The SEC doesn’t offer many specifics on how to answer those questions. Under federal securities law a material fact is anything that, when disclosed, “would be viewed by the reasonable investor as having significantly altered the ‘total mix’ of information made available” – but applying that standard to many cybersecurity incidents will not be easy.

That analysis will require a blend of forensic capability, where you gather information about exactly what was breached; plus, an objective legal analysis of whether those facts pass the materiality test; sprinkled with a dash of ethical values: “Is this something we should disclose to investors, even though we’ll take a beating in the markets?”

If you don’t develop a rigorous process for this assessment – that is, if the company relies on management whims and best guesses from one quarter to the next – the potential for poor decisions goes up immensely. The wiser move will be to define policies and processes for a structured assessment of materiality.
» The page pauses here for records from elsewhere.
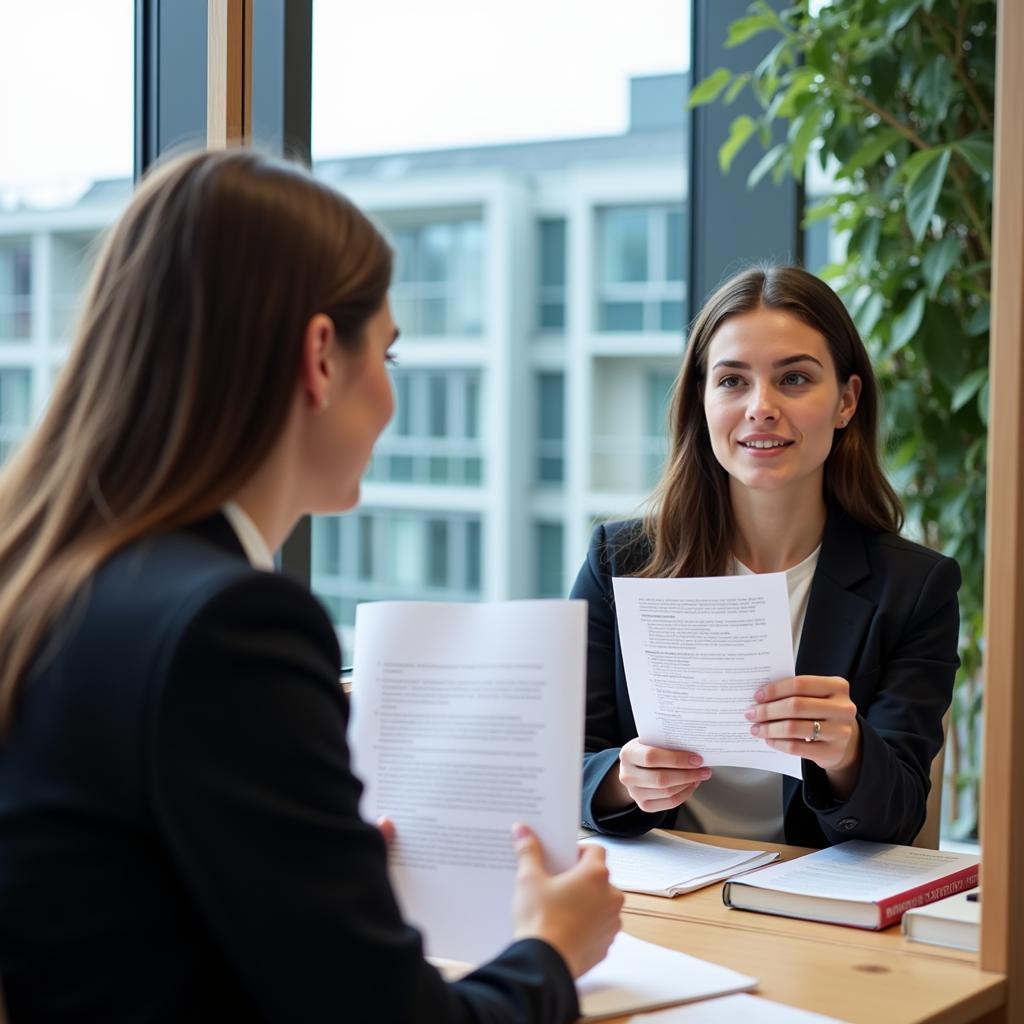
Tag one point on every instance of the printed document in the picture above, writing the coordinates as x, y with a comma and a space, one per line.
467, 718
663, 864
695, 651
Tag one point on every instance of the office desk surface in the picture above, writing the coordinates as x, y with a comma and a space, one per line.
853, 975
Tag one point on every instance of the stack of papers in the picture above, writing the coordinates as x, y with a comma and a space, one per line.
668, 865
638, 976
749, 1009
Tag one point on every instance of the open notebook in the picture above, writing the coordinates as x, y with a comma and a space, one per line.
668, 865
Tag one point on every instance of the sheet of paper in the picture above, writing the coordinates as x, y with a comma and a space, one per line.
749, 1009
859, 870
638, 975
467, 718
695, 651
660, 863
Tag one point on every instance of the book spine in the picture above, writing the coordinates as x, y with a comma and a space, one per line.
893, 908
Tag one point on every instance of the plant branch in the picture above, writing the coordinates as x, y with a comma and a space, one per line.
956, 59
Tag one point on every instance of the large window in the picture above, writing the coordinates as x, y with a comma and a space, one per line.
551, 285
15, 289
641, 275
390, 554
434, 437
15, 408
438, 278
498, 190
67, 130
551, 428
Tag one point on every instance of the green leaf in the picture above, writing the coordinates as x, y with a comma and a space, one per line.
765, 164
979, 322
905, 326
900, 15
864, 240
977, 151
870, 153
870, 313
918, 163
924, 194
737, 84
708, 90
820, 211
934, 88
747, 28
804, 131
938, 262
739, 131
968, 388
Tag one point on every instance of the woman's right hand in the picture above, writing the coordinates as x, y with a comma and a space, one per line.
653, 778
577, 911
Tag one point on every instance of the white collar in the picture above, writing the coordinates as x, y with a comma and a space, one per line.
249, 537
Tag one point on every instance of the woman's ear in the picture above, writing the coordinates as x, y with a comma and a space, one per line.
317, 368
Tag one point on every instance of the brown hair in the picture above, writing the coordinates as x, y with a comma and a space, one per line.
689, 525
181, 374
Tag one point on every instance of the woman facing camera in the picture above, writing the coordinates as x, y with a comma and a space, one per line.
179, 833
773, 468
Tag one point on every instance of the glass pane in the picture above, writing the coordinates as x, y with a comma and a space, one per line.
438, 406
437, 535
67, 134
621, 316
675, 243
475, 172
551, 389
552, 252
473, 555
473, 406
15, 289
624, 246
552, 315
671, 315
549, 559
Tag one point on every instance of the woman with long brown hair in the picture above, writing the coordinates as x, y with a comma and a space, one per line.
773, 466
179, 828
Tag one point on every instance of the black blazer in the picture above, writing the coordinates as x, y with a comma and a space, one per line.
882, 613
179, 833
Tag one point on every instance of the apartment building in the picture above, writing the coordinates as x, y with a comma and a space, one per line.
541, 292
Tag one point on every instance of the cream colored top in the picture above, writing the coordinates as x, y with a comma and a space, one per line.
250, 538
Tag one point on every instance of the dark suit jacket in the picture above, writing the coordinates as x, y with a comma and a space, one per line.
882, 613
179, 834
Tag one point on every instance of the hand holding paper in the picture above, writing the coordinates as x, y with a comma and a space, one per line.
695, 651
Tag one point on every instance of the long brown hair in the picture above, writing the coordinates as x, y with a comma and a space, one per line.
689, 525
181, 374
Perhaps you can rely on cybersecurity frameworks to guide you as you develop those things; perhaps you can develop them internally with careful discussion and deliberation. But the ideal result will be a formal process that compliance, risk, legal, and IT security teams understand and follow.

Then, if everything falls into place, you have a board properly engaged in overseeing cybersecurity risk, and a defensible process to inform investors when you suffer a cybersecurity incident.

Whatever the final form of the SEC’s proposed rules might be, those two results will be worth having.